An occasional visitor is the Tufted Titmouse, who seems to enjoy all types of seeds in the feeder. I’ve only recently learned that the “Peter, Peter, Peter!” call I’ve been hearing for years comes from these birds.
I still haven’t figured out what or where the “Judy Judy Judy” bird is, but it’s a common one. There’s also the sharp-sounding “cheater cheater” bird. I’m not sure if this one is accusing someone else. Maybe it’s the reply to the softer-tone of another bird’s “I miss you, miss you.”
(Is it odd that we translate our birds’ songs into recognizable English words or phrases? Do birds in Germany or Japan or Russia makes sounds in those languages?)
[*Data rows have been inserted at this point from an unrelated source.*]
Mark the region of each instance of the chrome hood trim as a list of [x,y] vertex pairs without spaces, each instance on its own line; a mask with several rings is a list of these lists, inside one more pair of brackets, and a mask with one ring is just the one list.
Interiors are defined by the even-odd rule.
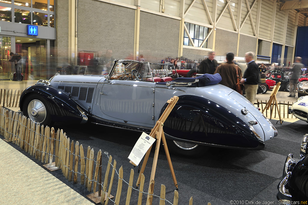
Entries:
[[51,84],[49,82],[49,80],[38,80],[35,83],[36,85],[44,85],[48,86],[51,86]]
[[302,141],[301,144],[301,151],[300,152],[301,158],[306,156],[306,149],[307,145],[307,141],[308,141],[308,134],[306,134],[304,136],[304,138]]
[[192,84],[197,83],[198,82],[199,82],[199,79],[196,79],[195,80],[195,81],[193,82],[190,82],[189,83],[173,82],[171,81],[170,82],[166,82],[166,85],[168,86],[170,86],[172,85],[174,86],[191,86]]
[[[277,187],[279,193],[287,197],[292,197],[292,195],[290,194],[290,192],[289,192],[288,189],[286,188],[286,186],[287,183],[288,183],[288,180],[289,178],[291,176],[291,172],[289,172],[287,174],[287,175],[279,183]],[[285,200],[286,199],[284,199],[283,200]]]
[[84,112],[82,110],[78,105],[77,105],[77,108],[79,110],[80,114],[82,115],[82,120],[81,121],[80,123],[84,124],[88,121],[88,117],[87,117],[87,115],[86,115],[86,113],[84,113]]

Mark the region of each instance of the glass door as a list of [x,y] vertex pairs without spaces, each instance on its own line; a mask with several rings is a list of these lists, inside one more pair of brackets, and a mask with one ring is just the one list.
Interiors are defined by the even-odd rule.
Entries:
[[15,72],[14,64],[8,61],[10,59],[11,38],[0,36],[0,78],[10,78]]

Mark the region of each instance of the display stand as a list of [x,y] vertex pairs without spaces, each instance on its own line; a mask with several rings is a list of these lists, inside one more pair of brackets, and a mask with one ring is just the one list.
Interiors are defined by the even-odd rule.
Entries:
[[280,84],[281,83],[281,82],[278,82],[278,83],[274,87],[274,88],[273,89],[273,91],[272,91],[272,93],[271,93],[270,96],[270,100],[269,100],[268,102],[267,102],[267,103],[266,103],[266,105],[265,105],[265,107],[262,110],[262,114],[263,114],[263,113],[264,112],[264,111],[265,109],[268,110],[269,109],[271,108],[270,117],[270,119],[271,120],[273,111],[274,110],[274,106],[276,105],[276,108],[278,111],[278,115],[279,116],[279,120],[280,121],[281,125],[282,124],[283,121],[281,119],[281,116],[280,116],[280,112],[279,110],[279,108],[278,107],[278,104],[277,102],[277,99],[276,98],[276,95],[280,88]]
[[[156,170],[156,166],[157,165],[157,159],[158,157],[158,153],[159,151],[160,146],[160,141],[162,140],[163,145],[164,148],[165,152],[166,153],[166,155],[167,157],[167,160],[168,161],[168,163],[169,165],[169,167],[170,168],[170,171],[171,171],[171,175],[172,176],[172,178],[173,179],[173,182],[174,183],[174,186],[176,187],[176,189],[178,188],[177,182],[176,181],[176,178],[175,174],[174,174],[174,171],[173,170],[173,166],[172,166],[172,163],[171,162],[171,159],[170,158],[170,155],[169,154],[169,152],[168,150],[168,147],[167,146],[167,142],[166,141],[166,138],[165,137],[165,135],[164,133],[164,130],[163,129],[163,126],[164,126],[164,122],[166,119],[169,116],[170,113],[171,112],[172,109],[175,105],[176,104],[179,100],[179,97],[177,96],[173,96],[170,100],[167,101],[167,103],[168,105],[166,108],[165,111],[162,114],[160,118],[156,122],[154,128],[152,129],[151,133],[150,133],[150,136],[152,137],[156,138],[157,139],[156,141],[156,147],[155,149],[155,154],[154,154],[154,159],[153,160],[153,165],[152,166],[152,171],[151,173],[151,178],[150,179],[150,182],[151,182],[152,180],[154,180],[155,177],[155,172]],[[141,167],[141,170],[139,173],[139,176],[138,177],[138,180],[137,180],[136,185],[137,187],[139,186],[140,185],[140,181],[141,180],[141,175],[143,173],[145,168],[145,166],[147,164],[147,162],[148,162],[148,158],[149,156],[150,155],[150,153],[151,152],[151,149],[152,146],[150,148],[147,152],[146,154],[144,157],[144,159],[143,161],[143,163],[142,163],[142,166]],[[134,165],[136,165],[134,164],[131,161],[130,162]]]

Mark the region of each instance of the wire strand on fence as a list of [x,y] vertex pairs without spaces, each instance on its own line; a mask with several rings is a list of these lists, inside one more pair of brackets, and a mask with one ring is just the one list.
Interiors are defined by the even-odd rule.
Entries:
[[[16,113],[15,113],[15,115],[16,116],[18,116],[18,115],[16,115]],[[78,175],[79,175],[79,176],[77,177],[77,179],[81,178],[81,176],[84,176],[84,177],[85,178],[86,180],[88,182],[88,185],[89,185],[89,188],[91,188],[91,184],[92,183],[95,183],[97,184],[100,186],[101,188],[103,187],[103,183],[99,183],[98,181],[97,180],[96,178],[92,179],[92,174],[91,174],[90,177],[88,176],[90,174],[89,173],[88,173],[87,174],[87,173],[86,174],[82,174],[81,172],[78,172],[77,170],[77,171],[75,171],[75,170],[73,170],[72,169],[71,170],[69,169],[69,166],[68,166],[68,163],[65,163],[66,161],[64,161],[64,159],[66,158],[63,157],[63,156],[66,157],[66,158],[67,158],[68,156],[72,156],[72,158],[76,158],[76,157],[78,158],[78,161],[79,161],[79,159],[81,160],[82,159],[84,159],[86,160],[87,162],[92,162],[90,164],[94,164],[94,163],[95,162],[96,164],[97,163],[97,160],[95,160],[94,158],[90,158],[88,157],[82,157],[81,155],[76,155],[73,153],[71,153],[71,149],[70,150],[69,149],[69,145],[66,145],[65,144],[64,144],[63,143],[63,141],[65,142],[65,140],[61,140],[60,139],[58,139],[59,138],[57,137],[56,139],[55,139],[54,138],[50,137],[50,135],[45,135],[44,134],[42,134],[42,133],[45,133],[46,132],[44,132],[44,130],[43,129],[43,125],[42,125],[40,127],[39,126],[39,124],[38,124],[37,125],[37,128],[36,129],[35,129],[35,135],[36,137],[35,138],[36,139],[36,140],[34,140],[33,141],[34,143],[33,143],[33,144],[31,144],[32,143],[31,142],[28,141],[29,140],[30,140],[31,137],[30,136],[29,136],[29,140],[27,139],[26,140],[25,138],[23,138],[23,135],[20,135],[20,132],[29,132],[31,134],[34,131],[33,127],[33,126],[34,123],[33,121],[31,121],[32,123],[31,124],[32,124],[32,126],[29,127],[27,126],[26,125],[25,125],[25,122],[26,122],[26,121],[25,119],[25,118],[23,118],[22,119],[22,122],[24,122],[22,123],[22,121],[21,121],[21,116],[19,115],[20,117],[18,118],[18,119],[16,119],[16,118],[15,119],[13,119],[14,118],[12,117],[6,117],[5,115],[2,113],[0,114],[0,118],[1,118],[1,120],[0,120],[0,122],[2,120],[4,120],[5,122],[6,121],[8,121],[8,122],[7,122],[7,124],[8,123],[9,121],[10,121],[11,123],[12,122],[14,123],[13,124],[15,125],[15,124],[17,124],[18,125],[16,128],[16,132],[13,131],[13,132],[11,132],[9,131],[9,130],[8,128],[8,130],[5,129],[5,127],[3,126],[3,124],[1,124],[1,123],[0,122],[0,125],[1,125],[1,131],[2,133],[2,132],[4,132],[6,133],[6,135],[8,135],[9,136],[10,136],[12,135],[11,138],[10,138],[10,139],[12,139],[12,140],[14,140],[16,142],[16,143],[18,144],[18,145],[19,145],[22,148],[22,149],[23,149],[22,147],[25,147],[26,146],[28,146],[29,148],[28,150],[30,151],[30,150],[32,150],[32,153],[34,155],[35,158],[38,160],[41,160],[42,161],[43,161],[43,159],[44,158],[43,156],[48,156],[48,157],[49,158],[51,158],[51,157],[52,156],[52,158],[54,157],[55,159],[57,157],[58,158],[58,160],[60,160],[60,164],[61,166],[63,168],[63,170],[67,170],[67,172],[65,171],[64,172],[67,173],[71,173],[72,174],[73,174],[75,175],[75,174],[77,174]],[[4,117],[4,118],[3,117]],[[15,123],[15,122],[16,123]],[[35,122],[34,122],[35,123]],[[15,126],[14,126],[12,128],[13,128],[14,130],[14,128],[15,127]],[[47,128],[47,127],[46,127]],[[40,128],[41,128],[40,129]],[[47,130],[47,129],[45,129],[45,130]],[[11,129],[10,130],[11,130]],[[41,131],[41,132],[40,132]],[[47,133],[49,133],[48,131]],[[69,138],[67,139],[67,141],[69,141]],[[62,155],[61,157],[59,156],[57,156],[56,154],[51,154],[51,153],[50,149],[49,150],[49,151],[47,151],[46,150],[46,146],[47,146],[47,140],[52,140],[55,141],[59,143],[59,146],[62,146],[62,147],[60,147],[61,149],[59,149],[59,150],[63,150],[63,151],[64,153],[67,153],[67,155],[64,154],[63,155]],[[56,143],[56,146],[57,143]],[[23,145],[23,146],[22,145]],[[36,146],[35,145],[36,145]],[[82,146],[82,145],[81,145]],[[92,149],[93,150],[93,149]],[[134,188],[132,187],[132,186],[130,185],[129,183],[127,182],[123,178],[121,178],[120,177],[119,173],[118,172],[118,170],[116,170],[116,169],[114,167],[113,165],[111,162],[109,161],[109,159],[110,157],[109,155],[109,153],[108,152],[104,152],[104,154],[105,155],[105,157],[106,158],[108,158],[108,163],[110,164],[110,166],[111,166],[112,169],[113,170],[114,170],[115,171],[117,175],[118,175],[118,178],[119,179],[122,180],[123,182],[126,183],[128,185],[128,187],[129,187],[130,189],[131,189],[132,190],[137,191],[139,193],[141,193],[143,194],[145,194],[151,196],[154,196],[156,197],[157,197],[158,198],[159,198],[160,200],[163,200],[171,204],[172,204],[172,203],[170,201],[168,200],[165,199],[162,199],[161,197],[159,196],[155,195],[153,194],[150,194],[148,192],[145,192],[143,191],[141,191],[140,190],[136,188]],[[68,163],[68,162],[67,162]],[[88,164],[88,163],[87,163]],[[99,164],[98,166],[98,167],[101,167],[102,166],[102,164]],[[92,167],[92,166],[91,165],[90,167]],[[93,168],[92,169],[92,170],[93,171]],[[90,186],[89,184],[91,184],[91,185]],[[95,190],[94,190],[95,191]],[[108,195],[109,194],[109,192],[106,192],[103,190],[103,191],[104,193],[105,194],[107,194],[107,197],[108,198],[109,200],[111,201],[112,202],[115,203],[115,201],[113,201],[112,200],[111,198],[109,196],[108,196]]]

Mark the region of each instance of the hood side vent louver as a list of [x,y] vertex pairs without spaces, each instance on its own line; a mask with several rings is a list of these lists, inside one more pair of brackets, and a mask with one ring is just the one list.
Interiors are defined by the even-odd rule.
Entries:
[[59,90],[64,90],[64,85],[58,85],[58,89]]
[[88,95],[87,97],[87,103],[91,103],[92,101],[92,96],[93,95],[93,92],[94,90],[94,88],[89,88],[88,90]]
[[87,89],[88,88],[87,87],[81,87],[80,88],[80,94],[79,94],[79,97],[78,98],[79,100],[86,100],[87,91]]
[[69,93],[71,92],[72,90],[72,86],[66,86],[65,89],[64,90],[64,92],[67,92],[67,93]]

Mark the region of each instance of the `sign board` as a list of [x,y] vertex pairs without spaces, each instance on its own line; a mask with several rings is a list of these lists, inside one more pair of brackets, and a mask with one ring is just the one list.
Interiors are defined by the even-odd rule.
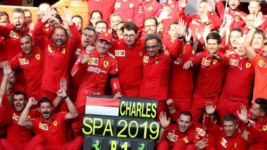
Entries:
[[154,149],[160,129],[157,104],[149,99],[87,96],[83,149]]

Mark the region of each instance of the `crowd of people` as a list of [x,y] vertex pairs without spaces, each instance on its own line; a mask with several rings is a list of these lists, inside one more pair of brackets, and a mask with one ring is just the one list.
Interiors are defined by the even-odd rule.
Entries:
[[214,1],[0,12],[0,149],[81,149],[90,94],[157,100],[155,149],[267,149],[267,15]]

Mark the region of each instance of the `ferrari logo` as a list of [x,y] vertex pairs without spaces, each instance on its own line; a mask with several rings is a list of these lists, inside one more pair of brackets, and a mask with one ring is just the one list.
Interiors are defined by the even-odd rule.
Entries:
[[36,58],[37,60],[40,60],[40,54],[36,54],[35,58]]
[[61,52],[63,53],[63,54],[65,54],[65,48],[62,49],[62,50],[61,51]]
[[267,125],[265,125],[263,126],[263,129],[264,131],[266,131],[266,130],[267,130]]
[[251,64],[250,63],[247,62],[246,63],[246,67],[247,68],[249,68],[251,66]]
[[55,126],[58,125],[58,122],[57,122],[57,121],[54,121],[53,124],[54,124],[54,125]]
[[108,66],[108,63],[109,63],[109,62],[108,60],[104,60],[103,64],[105,67],[106,67],[107,66]]

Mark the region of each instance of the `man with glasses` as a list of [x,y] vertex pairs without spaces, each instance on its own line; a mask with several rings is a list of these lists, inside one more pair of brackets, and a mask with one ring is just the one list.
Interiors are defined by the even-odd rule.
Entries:
[[170,49],[170,54],[165,53],[161,39],[155,34],[149,34],[145,39],[146,53],[143,58],[143,76],[140,86],[140,97],[158,101],[157,120],[159,114],[164,112],[168,99],[169,72],[171,65],[179,56],[178,51],[183,49],[183,39],[186,25],[181,21],[176,32],[176,39]]
[[109,52],[118,61],[119,77],[123,96],[138,97],[142,74],[144,42],[137,39],[139,28],[127,21],[121,28],[123,39],[113,41]]

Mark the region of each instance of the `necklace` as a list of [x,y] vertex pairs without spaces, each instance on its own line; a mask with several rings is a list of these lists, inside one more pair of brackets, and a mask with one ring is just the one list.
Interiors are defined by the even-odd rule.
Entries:
[[142,4],[143,5],[143,7],[144,7],[144,8],[148,11],[149,12],[151,11],[152,9],[153,9],[153,5],[155,4],[155,3],[156,2],[156,0],[154,0],[154,2],[153,3],[152,3],[152,4],[148,8],[147,8],[145,6],[145,5],[144,5],[144,4],[143,4],[143,2],[141,2],[141,4]]

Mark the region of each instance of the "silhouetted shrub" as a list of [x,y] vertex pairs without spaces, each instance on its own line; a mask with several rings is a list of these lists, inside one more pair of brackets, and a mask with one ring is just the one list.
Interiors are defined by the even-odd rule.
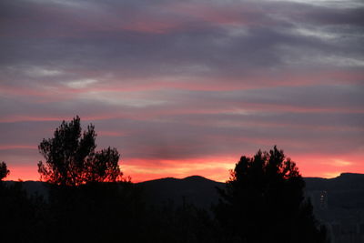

If you read this column just a couple of issues ago, you know of my affinity for squirrels. Have you ever heard them “bark” at one another? With the windows open, I can hear their gruff chatter in the treetops, perhaps rejecting unwanted advances or maybe protecting babies, or arguing over dinner.
We’ve heard mourning doves with their slow, soulful cooing, and loud grackles, whose “ack ack ack” sound imitates its name.
Often in the late afternoon, we hear our resident barred owls calling one another from treetop to treetop: “Who, who, who’ll cook for you?” We also have become adept at spotting them in the live oaks around us, and we are amused when we see one flying low overhead.
At night, the crickets and cicadas announce their presence with a delightful and hours-long cacophony. After a good rain, the multitude of frogs in a little “pond” out back croak to high heaven!
In addition to nature sounds, we also hear the welcome sounds of a good neighborhood: Children laughing as they disembark from the school bus; the neighbor guy taking his Harley out for his daily ride; dogs barking at other dogs while owners are walking them; and the friendly “Hello” of cyclists as they pass a neighbor’s house.
Of course, with windows open wide all day, there are other, not-so-pleasant sounds to be heard in our neighborhoods: Multiple mow-and-blow squads up and down the street seemingly daily; the occasional siren of a fire truck screaming down a nearby road; someone’s loud music (never to anyone else’s taste) on his way out to a party or home.
I’ve never been a fan of leaf blowers, but if their occasional obnoxious noise is the price I have to pay for the cheerful, natural sounds of the great outdoors, I’m happy to pony up.